ABOUT A BOY : Un enfant plein d’angoisse et très sage, de Stéphane Hoffmann
Ce titre, on dirait un couplet d’une chanson de Jean-Jacques Goldman, tiens ! (C’est affectueux, hein.) Antoine, 13 ans, aimerait davantage de considération de la part de ses parents, duo d’égoïstes qui préfèrent le confier à un internat suisse ou à sa grand-mère de Chamonix plutôt que de l’élever. Mais le jour où ils s’intéressent enfin à lui, ce n’est peut-être pas une si bonne nouvelle que cela… Une comédie familiale pour traiter avec légèreté du désamour filial.
QUAND NOTRE CŒUR FAIT BOUM : Pechblende, de Jean-Yves Lacroix
Deuxième roman d’un libraire parisien spécialisé dans les livres d’occasion – ce qui explique sans doute pourquoi le héros de ce livre est justement libraire dans une librairie de livres anciens (ah). A la veille de la Seconde Guerre mondiale, le dit libraire tombe amoureux d’une assistante de Frédéric Joliot-Curie, mais se trouve confronté à un dilemme cruel lorsque le conflit éclate et que son patron décide d’entrer dans la clandestinité.

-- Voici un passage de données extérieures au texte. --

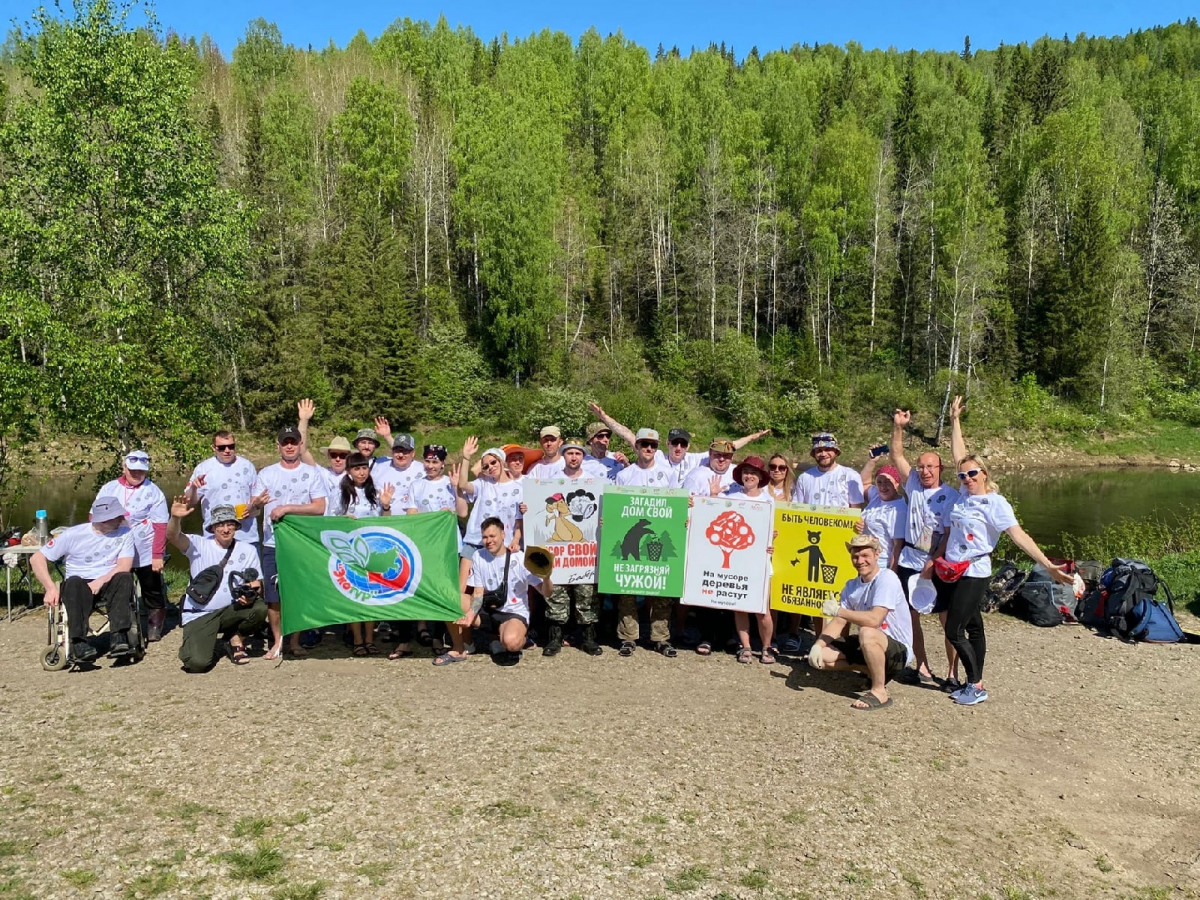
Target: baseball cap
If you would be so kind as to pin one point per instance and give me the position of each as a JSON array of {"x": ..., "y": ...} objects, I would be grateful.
[
  {"x": 137, "y": 461},
  {"x": 105, "y": 509}
]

MEMENTO : La Danse des vivants, d’Antoine Rault
A la fin de la Première Guerre mondiale, un jeune homme se réveille dans un hôpital militaire, amnésique mais parlant couramment aussi le français que l’allemand. Les services secrets français imaginent alors de l’affubler de l’identité d’un Allemand mort et de l’envoyer en infiltration de l’autre côté de la frontière… Après Pierre Lemaitre racontant l’impossible réinsertion des soldats survivants à la fin de la guerre dans Au revoir là-haut, le dramaturge à succès Antoine Rault s’intéresse au début de l’entre-deux-guerres dans l’Allemagne de Weimar. Une démarche intéressante, pour un livre présenté comme un roman d’aventures.

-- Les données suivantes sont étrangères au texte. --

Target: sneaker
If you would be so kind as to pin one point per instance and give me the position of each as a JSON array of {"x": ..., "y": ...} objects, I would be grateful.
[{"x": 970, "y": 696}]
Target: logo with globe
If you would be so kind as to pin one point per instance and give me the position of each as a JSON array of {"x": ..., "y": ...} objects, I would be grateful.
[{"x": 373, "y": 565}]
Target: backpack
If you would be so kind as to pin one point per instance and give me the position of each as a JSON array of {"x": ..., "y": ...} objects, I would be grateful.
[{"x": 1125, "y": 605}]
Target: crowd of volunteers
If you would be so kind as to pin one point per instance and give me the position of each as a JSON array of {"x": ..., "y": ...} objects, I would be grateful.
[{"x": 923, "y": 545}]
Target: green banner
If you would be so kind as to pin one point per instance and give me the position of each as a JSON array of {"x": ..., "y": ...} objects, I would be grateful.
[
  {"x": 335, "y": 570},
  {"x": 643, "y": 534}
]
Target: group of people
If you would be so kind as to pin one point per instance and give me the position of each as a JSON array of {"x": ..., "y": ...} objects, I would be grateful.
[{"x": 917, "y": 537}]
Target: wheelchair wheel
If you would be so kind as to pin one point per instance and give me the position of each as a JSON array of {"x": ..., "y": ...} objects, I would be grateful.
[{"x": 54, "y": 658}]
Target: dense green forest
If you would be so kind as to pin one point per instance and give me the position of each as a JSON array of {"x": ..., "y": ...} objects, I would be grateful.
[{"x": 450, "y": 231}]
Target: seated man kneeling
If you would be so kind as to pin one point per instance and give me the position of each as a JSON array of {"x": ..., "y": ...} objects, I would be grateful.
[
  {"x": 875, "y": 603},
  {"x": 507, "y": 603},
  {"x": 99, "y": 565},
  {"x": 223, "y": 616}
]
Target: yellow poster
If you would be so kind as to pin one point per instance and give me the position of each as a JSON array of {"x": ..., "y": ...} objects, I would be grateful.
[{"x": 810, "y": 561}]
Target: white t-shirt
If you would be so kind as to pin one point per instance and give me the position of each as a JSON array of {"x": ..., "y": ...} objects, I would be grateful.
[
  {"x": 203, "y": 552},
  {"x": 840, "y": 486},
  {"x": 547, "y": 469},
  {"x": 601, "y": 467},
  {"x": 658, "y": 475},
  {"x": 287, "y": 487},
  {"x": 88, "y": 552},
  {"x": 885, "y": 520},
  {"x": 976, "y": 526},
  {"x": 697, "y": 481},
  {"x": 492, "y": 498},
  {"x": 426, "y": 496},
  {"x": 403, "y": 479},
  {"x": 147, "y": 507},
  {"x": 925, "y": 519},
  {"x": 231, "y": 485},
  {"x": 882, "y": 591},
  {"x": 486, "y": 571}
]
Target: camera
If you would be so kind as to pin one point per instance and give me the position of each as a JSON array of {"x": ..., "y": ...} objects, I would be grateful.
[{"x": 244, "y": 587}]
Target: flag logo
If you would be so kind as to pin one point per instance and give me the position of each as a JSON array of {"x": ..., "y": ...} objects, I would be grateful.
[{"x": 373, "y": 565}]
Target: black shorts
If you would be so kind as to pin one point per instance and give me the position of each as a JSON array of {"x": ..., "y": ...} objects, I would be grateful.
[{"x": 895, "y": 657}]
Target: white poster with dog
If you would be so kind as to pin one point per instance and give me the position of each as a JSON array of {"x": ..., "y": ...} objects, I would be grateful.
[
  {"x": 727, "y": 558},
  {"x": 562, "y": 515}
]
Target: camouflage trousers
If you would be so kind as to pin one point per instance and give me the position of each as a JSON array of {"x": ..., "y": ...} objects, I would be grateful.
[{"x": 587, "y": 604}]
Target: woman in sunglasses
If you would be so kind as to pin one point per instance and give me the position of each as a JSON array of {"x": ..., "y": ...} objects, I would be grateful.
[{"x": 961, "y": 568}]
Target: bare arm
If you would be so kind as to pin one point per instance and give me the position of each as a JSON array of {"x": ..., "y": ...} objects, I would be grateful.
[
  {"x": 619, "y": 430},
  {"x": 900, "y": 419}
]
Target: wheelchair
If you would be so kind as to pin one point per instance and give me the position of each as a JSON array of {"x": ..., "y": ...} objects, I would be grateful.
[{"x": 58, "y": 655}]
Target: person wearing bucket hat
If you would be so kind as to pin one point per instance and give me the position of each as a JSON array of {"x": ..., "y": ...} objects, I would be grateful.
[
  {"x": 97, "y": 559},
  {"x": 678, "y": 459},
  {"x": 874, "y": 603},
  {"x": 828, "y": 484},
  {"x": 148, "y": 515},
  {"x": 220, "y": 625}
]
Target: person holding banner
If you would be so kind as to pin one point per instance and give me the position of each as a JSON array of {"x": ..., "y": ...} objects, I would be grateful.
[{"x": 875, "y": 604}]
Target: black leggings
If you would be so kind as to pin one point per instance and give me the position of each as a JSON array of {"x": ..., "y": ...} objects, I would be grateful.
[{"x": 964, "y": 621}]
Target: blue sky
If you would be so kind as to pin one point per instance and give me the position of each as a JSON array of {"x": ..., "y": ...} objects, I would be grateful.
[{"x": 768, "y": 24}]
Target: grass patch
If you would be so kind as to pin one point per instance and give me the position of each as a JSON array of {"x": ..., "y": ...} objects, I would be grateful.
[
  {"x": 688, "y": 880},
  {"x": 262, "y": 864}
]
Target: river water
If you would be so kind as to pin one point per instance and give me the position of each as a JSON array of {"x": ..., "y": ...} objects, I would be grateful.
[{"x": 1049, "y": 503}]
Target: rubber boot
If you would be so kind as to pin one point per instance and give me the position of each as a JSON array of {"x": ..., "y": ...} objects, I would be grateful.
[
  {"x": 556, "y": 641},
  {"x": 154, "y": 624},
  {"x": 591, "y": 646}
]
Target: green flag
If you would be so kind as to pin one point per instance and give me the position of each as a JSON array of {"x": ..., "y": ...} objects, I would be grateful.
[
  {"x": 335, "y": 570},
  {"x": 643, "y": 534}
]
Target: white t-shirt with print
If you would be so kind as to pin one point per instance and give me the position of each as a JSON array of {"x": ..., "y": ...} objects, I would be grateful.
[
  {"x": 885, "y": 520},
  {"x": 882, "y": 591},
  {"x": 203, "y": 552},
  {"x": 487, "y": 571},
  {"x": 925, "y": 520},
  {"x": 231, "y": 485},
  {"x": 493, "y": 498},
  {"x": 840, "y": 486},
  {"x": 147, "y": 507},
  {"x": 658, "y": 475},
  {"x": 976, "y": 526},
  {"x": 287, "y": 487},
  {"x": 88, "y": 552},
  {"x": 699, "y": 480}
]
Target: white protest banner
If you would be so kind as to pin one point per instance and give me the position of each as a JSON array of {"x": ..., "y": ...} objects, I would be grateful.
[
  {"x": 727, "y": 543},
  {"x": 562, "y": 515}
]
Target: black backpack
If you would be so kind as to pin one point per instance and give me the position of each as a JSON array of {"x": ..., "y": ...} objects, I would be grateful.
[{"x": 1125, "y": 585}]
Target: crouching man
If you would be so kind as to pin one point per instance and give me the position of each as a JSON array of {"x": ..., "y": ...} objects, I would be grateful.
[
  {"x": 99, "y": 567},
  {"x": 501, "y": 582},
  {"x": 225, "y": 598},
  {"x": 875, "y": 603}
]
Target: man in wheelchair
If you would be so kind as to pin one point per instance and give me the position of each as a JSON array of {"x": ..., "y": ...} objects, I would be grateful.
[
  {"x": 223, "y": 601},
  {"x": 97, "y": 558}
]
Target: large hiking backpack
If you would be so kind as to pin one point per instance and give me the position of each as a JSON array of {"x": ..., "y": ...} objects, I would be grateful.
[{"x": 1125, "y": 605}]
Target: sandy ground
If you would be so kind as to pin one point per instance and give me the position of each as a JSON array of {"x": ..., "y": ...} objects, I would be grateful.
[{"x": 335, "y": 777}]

AMÉLIE MÉLO : Riquet à la houppe, d’Amélie Nothomb
Nothomb n’en finit plus de se recycler, et cette année, la peine est sévère. Je l’annonce tout net, j’ai tenu cinquante pages avant d’abandonner la lecture de ce pensum sans imagination, remake laborieux d’un conte qui rejoue grossièrement Attentat, l’un des premiers livres de la romancière belge. Franchement, si c’est pour se perdre dans ce genre de facilité, Amélie devrait prendre des vacances. Ça nous en ferait.

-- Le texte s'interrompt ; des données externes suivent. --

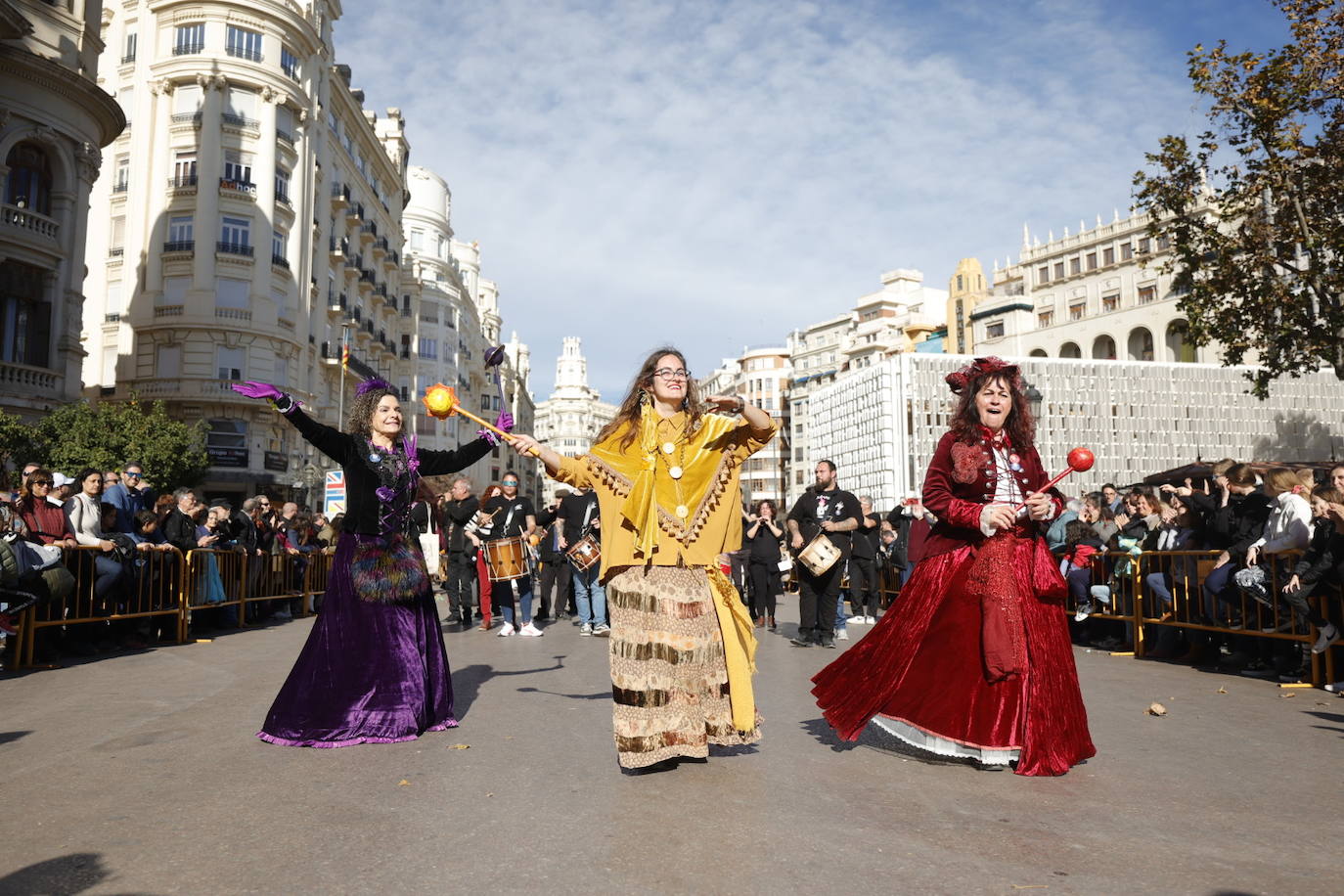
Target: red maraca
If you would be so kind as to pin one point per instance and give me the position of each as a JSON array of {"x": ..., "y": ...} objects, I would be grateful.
[{"x": 1078, "y": 460}]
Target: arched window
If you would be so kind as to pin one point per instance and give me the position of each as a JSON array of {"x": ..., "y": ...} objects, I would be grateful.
[
  {"x": 1178, "y": 342},
  {"x": 1103, "y": 348},
  {"x": 28, "y": 184},
  {"x": 1140, "y": 344}
]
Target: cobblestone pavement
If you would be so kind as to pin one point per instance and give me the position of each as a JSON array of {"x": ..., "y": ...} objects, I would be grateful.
[{"x": 140, "y": 774}]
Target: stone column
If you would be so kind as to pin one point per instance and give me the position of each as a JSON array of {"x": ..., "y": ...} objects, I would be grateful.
[
  {"x": 154, "y": 233},
  {"x": 263, "y": 223},
  {"x": 210, "y": 168}
]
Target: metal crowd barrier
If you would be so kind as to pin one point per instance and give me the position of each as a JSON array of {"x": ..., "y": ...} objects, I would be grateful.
[
  {"x": 1136, "y": 604},
  {"x": 167, "y": 583},
  {"x": 151, "y": 586}
]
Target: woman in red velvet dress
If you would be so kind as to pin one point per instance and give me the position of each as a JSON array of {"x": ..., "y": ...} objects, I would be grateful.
[{"x": 974, "y": 658}]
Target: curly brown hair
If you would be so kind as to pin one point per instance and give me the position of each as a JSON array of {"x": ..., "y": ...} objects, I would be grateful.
[
  {"x": 359, "y": 422},
  {"x": 628, "y": 416},
  {"x": 1020, "y": 426}
]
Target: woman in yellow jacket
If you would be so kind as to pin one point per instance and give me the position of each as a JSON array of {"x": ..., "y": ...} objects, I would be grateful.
[{"x": 665, "y": 470}]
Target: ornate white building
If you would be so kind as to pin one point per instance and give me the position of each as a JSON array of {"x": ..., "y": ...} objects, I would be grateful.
[
  {"x": 455, "y": 320},
  {"x": 893, "y": 320},
  {"x": 761, "y": 375},
  {"x": 574, "y": 413},
  {"x": 54, "y": 119},
  {"x": 1095, "y": 294}
]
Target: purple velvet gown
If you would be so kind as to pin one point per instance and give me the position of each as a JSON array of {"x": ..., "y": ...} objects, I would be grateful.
[{"x": 370, "y": 672}]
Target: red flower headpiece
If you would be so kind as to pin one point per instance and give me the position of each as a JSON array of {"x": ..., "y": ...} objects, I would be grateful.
[{"x": 983, "y": 367}]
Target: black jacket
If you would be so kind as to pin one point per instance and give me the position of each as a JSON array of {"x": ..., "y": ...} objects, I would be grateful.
[
  {"x": 180, "y": 531},
  {"x": 839, "y": 506},
  {"x": 453, "y": 516},
  {"x": 363, "y": 507}
]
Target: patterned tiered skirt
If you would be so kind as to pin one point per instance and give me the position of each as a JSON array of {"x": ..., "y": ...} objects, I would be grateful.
[{"x": 669, "y": 683}]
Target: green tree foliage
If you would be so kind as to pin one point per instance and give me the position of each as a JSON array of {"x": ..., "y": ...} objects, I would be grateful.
[
  {"x": 1254, "y": 205},
  {"x": 18, "y": 442},
  {"x": 111, "y": 434}
]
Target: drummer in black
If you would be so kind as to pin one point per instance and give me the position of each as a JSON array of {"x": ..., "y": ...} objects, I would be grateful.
[
  {"x": 824, "y": 508},
  {"x": 513, "y": 516},
  {"x": 865, "y": 574},
  {"x": 455, "y": 514}
]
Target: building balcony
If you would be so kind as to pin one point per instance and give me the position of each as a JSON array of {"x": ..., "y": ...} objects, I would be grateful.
[
  {"x": 240, "y": 121},
  {"x": 183, "y": 186},
  {"x": 234, "y": 248},
  {"x": 229, "y": 187},
  {"x": 15, "y": 218}
]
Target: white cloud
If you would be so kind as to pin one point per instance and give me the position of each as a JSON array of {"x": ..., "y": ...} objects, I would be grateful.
[{"x": 715, "y": 175}]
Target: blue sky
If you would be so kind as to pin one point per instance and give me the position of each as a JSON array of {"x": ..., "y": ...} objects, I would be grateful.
[{"x": 714, "y": 175}]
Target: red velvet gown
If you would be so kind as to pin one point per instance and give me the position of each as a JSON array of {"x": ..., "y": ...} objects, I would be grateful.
[{"x": 972, "y": 659}]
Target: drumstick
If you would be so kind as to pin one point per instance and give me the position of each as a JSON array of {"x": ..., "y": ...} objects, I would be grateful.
[{"x": 1078, "y": 460}]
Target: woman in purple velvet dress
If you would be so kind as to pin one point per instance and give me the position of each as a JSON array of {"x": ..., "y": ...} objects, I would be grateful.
[{"x": 374, "y": 669}]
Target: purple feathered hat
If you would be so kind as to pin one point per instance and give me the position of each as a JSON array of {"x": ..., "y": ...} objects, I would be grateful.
[{"x": 373, "y": 384}]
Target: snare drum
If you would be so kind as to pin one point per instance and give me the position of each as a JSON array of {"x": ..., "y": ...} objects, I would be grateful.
[
  {"x": 585, "y": 553},
  {"x": 507, "y": 559},
  {"x": 819, "y": 555}
]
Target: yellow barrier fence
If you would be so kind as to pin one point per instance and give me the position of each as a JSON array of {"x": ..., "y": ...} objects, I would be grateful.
[{"x": 148, "y": 585}]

BATTLEFIELD : Avec la mort en tenue de bataille, de José Alvarez
Le parcours épique d’une femme, respectable mère de famille qui se lance corps et âme dans la lutte contre le franquisme dès 1936, se révélant à elle-même tout en incarnant le déchirement de l’Espagne d’alors.
MON PÈRE CE HÉROS : Comment tu parles de ton père, de Joann Sfar
L’hyperactif Sfar revient au roman, ou plutôt au récit, puisqu’il évoque son père (tiens, quelle surprise). Je le laisse aux aficionados, dont je ne suis pas…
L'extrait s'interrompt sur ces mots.